A video made up of images collected as Dawn flew 2,700km above Vesta, the second most massive object in the main asteroid belt, reveals circular craters, grooves and other battle scars from collisions with other space objects.



Professor Trevor Ireland, an asteroid expert from the Australian National University’s Research School of Earth Sciences said NASA focused on Vesta because it may provide some clues about how Earth may have formed.
“It’s interesting to see the range of crater sizes that are there,” he said.
“It’s showing us quite vividly that what happens is all of the bodies in the solar system experience lots and lots of impacts. It’s only a matter of time before you get an impact which is too big and it is smashed apart rather than taking a crater.”

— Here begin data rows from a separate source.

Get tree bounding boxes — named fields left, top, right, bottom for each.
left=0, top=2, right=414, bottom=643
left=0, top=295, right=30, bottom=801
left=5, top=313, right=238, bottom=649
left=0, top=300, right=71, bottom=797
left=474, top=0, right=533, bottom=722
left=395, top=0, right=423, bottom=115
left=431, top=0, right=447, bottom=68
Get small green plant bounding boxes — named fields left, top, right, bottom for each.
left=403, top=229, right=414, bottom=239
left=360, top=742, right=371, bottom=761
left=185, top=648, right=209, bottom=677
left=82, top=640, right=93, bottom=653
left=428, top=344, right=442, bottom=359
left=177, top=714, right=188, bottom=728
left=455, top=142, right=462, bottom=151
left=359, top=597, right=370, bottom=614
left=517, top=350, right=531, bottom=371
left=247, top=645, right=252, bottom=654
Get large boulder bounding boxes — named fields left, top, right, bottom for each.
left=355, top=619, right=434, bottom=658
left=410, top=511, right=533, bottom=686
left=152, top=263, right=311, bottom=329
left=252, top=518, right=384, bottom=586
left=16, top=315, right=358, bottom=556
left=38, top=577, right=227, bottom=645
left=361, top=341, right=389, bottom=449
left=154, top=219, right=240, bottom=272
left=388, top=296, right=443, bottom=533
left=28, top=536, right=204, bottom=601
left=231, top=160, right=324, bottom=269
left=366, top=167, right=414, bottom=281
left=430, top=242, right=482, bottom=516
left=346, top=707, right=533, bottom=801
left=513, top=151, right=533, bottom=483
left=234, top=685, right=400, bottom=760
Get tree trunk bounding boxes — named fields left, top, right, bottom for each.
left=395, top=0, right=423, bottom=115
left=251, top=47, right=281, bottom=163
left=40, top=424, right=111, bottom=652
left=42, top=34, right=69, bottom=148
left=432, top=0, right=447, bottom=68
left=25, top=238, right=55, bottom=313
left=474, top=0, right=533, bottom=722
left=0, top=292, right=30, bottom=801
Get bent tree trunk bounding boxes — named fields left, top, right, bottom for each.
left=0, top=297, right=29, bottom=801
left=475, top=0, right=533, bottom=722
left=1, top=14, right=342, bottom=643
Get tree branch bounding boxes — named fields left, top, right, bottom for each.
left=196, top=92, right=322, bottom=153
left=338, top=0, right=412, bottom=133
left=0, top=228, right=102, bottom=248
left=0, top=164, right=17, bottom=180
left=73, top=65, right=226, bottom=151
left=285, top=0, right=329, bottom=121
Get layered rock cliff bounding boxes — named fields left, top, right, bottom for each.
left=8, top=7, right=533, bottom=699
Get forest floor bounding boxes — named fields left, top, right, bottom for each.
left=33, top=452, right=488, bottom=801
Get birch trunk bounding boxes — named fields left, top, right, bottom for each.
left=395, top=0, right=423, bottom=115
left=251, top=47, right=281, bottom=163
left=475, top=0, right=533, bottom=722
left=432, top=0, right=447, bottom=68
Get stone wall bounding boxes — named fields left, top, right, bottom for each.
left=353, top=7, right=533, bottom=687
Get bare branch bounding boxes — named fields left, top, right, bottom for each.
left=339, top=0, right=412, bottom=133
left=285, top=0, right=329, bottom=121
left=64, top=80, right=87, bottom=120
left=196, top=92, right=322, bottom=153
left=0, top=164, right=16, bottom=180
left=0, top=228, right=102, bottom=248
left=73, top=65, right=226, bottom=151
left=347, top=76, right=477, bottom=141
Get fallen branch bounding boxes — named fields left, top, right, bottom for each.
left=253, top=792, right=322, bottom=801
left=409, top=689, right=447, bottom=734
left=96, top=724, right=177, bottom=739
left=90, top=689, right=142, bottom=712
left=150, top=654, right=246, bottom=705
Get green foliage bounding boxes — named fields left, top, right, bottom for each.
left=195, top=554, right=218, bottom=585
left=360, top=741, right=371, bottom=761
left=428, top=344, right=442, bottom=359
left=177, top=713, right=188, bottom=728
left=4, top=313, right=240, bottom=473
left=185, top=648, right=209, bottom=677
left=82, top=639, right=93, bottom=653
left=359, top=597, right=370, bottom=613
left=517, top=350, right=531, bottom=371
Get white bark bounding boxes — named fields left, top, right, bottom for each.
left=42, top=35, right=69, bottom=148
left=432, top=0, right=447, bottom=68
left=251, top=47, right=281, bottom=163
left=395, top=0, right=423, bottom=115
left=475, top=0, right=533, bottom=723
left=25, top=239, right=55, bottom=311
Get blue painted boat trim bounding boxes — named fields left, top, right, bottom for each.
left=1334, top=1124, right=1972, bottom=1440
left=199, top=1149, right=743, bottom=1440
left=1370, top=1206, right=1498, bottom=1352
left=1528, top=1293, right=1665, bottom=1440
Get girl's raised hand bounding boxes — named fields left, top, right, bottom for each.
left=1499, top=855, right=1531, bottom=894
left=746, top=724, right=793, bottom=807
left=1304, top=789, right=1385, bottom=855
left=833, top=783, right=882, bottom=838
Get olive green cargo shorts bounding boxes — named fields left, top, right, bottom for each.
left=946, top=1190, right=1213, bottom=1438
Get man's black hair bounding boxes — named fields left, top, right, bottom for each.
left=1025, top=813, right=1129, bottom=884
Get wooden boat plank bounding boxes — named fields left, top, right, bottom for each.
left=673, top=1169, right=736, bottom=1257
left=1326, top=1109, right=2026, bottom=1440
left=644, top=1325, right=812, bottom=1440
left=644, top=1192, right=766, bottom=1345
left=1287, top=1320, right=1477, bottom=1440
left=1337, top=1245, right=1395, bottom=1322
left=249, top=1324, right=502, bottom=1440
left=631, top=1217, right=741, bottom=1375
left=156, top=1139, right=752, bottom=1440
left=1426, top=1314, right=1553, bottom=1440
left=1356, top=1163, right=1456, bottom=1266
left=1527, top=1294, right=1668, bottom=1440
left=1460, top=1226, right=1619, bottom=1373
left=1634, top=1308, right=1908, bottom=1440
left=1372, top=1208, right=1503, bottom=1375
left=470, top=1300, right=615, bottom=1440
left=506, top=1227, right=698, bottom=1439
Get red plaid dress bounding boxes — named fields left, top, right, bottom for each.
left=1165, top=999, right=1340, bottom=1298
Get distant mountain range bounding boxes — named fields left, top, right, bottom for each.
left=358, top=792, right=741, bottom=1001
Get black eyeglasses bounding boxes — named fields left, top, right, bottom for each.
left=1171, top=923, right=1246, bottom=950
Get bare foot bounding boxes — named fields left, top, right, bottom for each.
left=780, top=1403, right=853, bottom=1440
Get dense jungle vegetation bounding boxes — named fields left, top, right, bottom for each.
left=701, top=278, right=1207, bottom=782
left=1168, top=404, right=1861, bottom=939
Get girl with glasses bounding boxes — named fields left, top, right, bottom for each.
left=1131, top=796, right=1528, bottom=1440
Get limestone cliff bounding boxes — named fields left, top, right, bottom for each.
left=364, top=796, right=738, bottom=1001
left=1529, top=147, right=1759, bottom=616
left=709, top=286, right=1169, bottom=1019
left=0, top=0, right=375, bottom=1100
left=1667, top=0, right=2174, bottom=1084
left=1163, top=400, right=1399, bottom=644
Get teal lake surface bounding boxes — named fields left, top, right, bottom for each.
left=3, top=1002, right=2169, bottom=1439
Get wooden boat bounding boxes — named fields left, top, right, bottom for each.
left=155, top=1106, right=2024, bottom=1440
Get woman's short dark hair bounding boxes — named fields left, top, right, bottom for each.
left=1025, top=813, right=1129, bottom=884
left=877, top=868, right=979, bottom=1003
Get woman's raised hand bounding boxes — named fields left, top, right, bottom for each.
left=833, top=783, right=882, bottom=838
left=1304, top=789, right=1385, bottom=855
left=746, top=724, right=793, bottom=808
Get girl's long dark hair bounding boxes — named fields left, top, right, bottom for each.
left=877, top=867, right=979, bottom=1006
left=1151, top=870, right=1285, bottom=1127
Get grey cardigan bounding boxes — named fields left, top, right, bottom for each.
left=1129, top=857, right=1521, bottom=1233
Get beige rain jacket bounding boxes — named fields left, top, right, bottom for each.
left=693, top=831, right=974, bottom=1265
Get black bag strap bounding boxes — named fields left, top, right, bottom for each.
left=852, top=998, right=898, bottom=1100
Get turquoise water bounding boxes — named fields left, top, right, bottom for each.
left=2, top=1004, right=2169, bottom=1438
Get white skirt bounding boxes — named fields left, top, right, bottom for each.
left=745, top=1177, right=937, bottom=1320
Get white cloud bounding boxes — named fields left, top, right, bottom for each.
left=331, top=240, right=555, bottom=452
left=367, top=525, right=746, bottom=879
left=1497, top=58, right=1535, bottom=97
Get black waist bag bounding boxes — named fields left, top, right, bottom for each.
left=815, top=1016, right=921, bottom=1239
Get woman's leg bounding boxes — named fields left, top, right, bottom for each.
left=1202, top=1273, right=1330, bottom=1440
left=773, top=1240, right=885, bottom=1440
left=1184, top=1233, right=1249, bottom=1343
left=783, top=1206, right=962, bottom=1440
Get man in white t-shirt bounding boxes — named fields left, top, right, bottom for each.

Professor Ireland, who recently helped analyse dust collected on a different asteroid by Japan’s space agency, said he was particularly interested in the horizontal stripes around Vesta’s equator.
“One of the intriguing things about Vesta we have known from Hubble observations is it got smacked very hard early on and it has this very big crater down around the south pole,” he said.
“I am curious as to whether these horizontal ridges are pressure ridges induced from when it got hit hard by something quite large.”